Personal information
- Full name: Johnathan James Herd
- Date of birth: 3 October 1989 (age 36)
- Place of birth: Huntingdon, England
- Height: 5 ft 9 in (1.75 m)
- Position: Defender

Team information
- Current team: St Ives Town

Youth career
- 0000–2008: Southend United

Senior career*
- Years: Team / Apps / (Gls)
- 2008–2011: Southend United / 42 / (0)
- 2011–2012: Ebbsfleet United / 22 / (1)
- 2012–2017: Bishop's Stortford / 148 / (2)
- 2017–2019: St Neots Town / 72 / (5)
- 2019–2022: Peterborough Sports
- 2022: → Mildenhall Town (loan)
- 2022–: St Ives Town / 0 / (0)

= Johnny Herd =

English association football player

Johnathan James Herd (born 3 October 1989) is an English footballer who plays as a defender for St Ives Town.

==Playing career==
Herd made his debut for Southend United away at Telford United, in the 2–2 draw in the FA Cup first round on 8 November 2008 .

He was in the Southend United starting line up for the FA Cup third-round game against Chelsea at Stamford Bridge. Southend's equaliser came from a Herd long throw, which was inadvertently flicked on by Ricardo Carvalho for Peter Clarke to score. In May 2011, he was one of five players told they were to be released by the club.

On 11 August 2011, Herd signed for Ebbsfleet United, and in early September he scored his first career goal in the away tie at Kidderminster Harriers in a 2–2 draw. Herd's appearances were less regular in the second half of the season due to the form of Joe Howe and he was released by Ebbsfleet at the end of the season. Following his release, Herd signed for Bishop's Stortford on a one-year deal.

On 20 January 2017, it was confirmed that Herd had joined St Neots Town. Following financial issues at the club, Herd signed for Southern League Division One Central side Peterborough Sports in February 2019. In March 2022, Herd joined Mildenhall Town on loan.
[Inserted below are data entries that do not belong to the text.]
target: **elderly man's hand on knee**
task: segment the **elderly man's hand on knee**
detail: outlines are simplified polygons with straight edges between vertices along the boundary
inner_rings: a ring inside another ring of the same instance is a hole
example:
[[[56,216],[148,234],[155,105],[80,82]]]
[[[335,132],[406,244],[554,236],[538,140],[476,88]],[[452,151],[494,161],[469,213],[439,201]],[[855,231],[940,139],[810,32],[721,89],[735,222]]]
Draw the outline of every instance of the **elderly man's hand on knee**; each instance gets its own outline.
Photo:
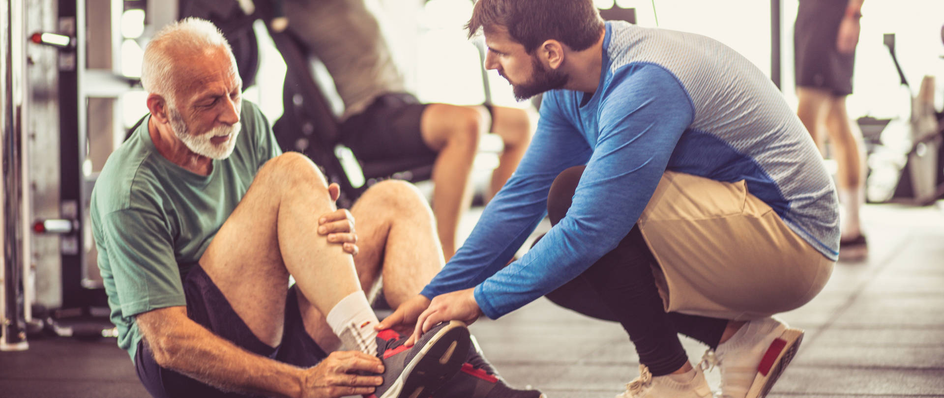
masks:
[[[340,188],[337,184],[328,186],[332,201],[338,200]],[[358,254],[357,233],[354,231],[354,216],[346,208],[339,208],[318,218],[318,234],[327,235],[328,241],[341,244],[351,256]]]

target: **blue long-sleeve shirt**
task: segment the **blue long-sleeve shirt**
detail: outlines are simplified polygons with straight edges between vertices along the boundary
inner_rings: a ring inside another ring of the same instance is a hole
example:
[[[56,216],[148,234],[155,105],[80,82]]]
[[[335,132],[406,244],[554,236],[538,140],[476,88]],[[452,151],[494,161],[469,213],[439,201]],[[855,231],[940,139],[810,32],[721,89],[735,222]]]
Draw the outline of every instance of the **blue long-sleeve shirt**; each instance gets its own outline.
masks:
[[[554,178],[576,165],[586,169],[566,216],[503,268],[545,216]],[[799,236],[835,259],[833,182],[767,76],[712,39],[611,22],[598,90],[545,94],[514,174],[422,294],[476,287],[476,302],[494,319],[552,291],[616,247],[666,170],[745,180]]]

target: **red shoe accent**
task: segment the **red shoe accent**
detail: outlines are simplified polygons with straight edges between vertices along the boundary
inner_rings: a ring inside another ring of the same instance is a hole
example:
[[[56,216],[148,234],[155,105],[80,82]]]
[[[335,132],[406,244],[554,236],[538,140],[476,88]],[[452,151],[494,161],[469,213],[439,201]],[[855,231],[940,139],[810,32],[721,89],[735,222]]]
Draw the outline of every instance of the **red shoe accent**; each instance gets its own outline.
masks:
[[[391,350],[387,350],[386,352],[383,353],[383,358],[386,359],[388,357],[396,356],[396,355],[397,355],[399,353],[402,353],[402,352],[404,352],[406,350],[409,350],[409,349],[410,349],[410,347],[407,347],[406,345],[400,345],[399,347],[396,347],[396,348],[394,348],[394,349],[391,349]]]
[[[786,340],[784,339],[775,339],[770,346],[767,347],[767,352],[764,354],[764,357],[761,358],[761,363],[757,365],[757,372],[765,376],[770,372],[770,368],[773,367],[773,363],[777,360],[777,357],[780,353],[784,351],[784,347],[786,346]]]
[[[382,340],[396,340],[401,338],[402,336],[400,336],[399,333],[395,332],[394,329],[383,329],[379,332],[377,332],[377,337]]]
[[[480,378],[482,380],[485,380],[485,381],[487,381],[489,383],[497,383],[498,382],[498,378],[497,377],[496,377],[496,376],[494,376],[492,374],[489,374],[488,373],[486,373],[485,371],[483,371],[481,369],[475,369],[474,367],[472,367],[472,364],[468,363],[468,362],[464,363],[463,364],[463,368],[460,369],[460,370],[463,371],[463,372],[464,372],[464,373],[466,373],[472,374],[473,376],[476,376],[476,377],[479,377],[479,378]]]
Herd achieved two promotions with Peterborough Sports as they reached the National League North during his final season.

In July 2022, Herd joined St Ives Town.

==Personal life==
He is the son of Andrew Herd who played as an Ewok and Jawa in the Star Wars trilogy Return of the Jedi,
Also as a Gringotts Goblin in the Harry Potter trilogy Philosophers Stone and Deathly Hallows part 2.
Johnny is also great-grandson of Fred Herd (Professional Golfer at St Andrews golf club Fyfe Scotland) who won the US Open golf championship in 1898.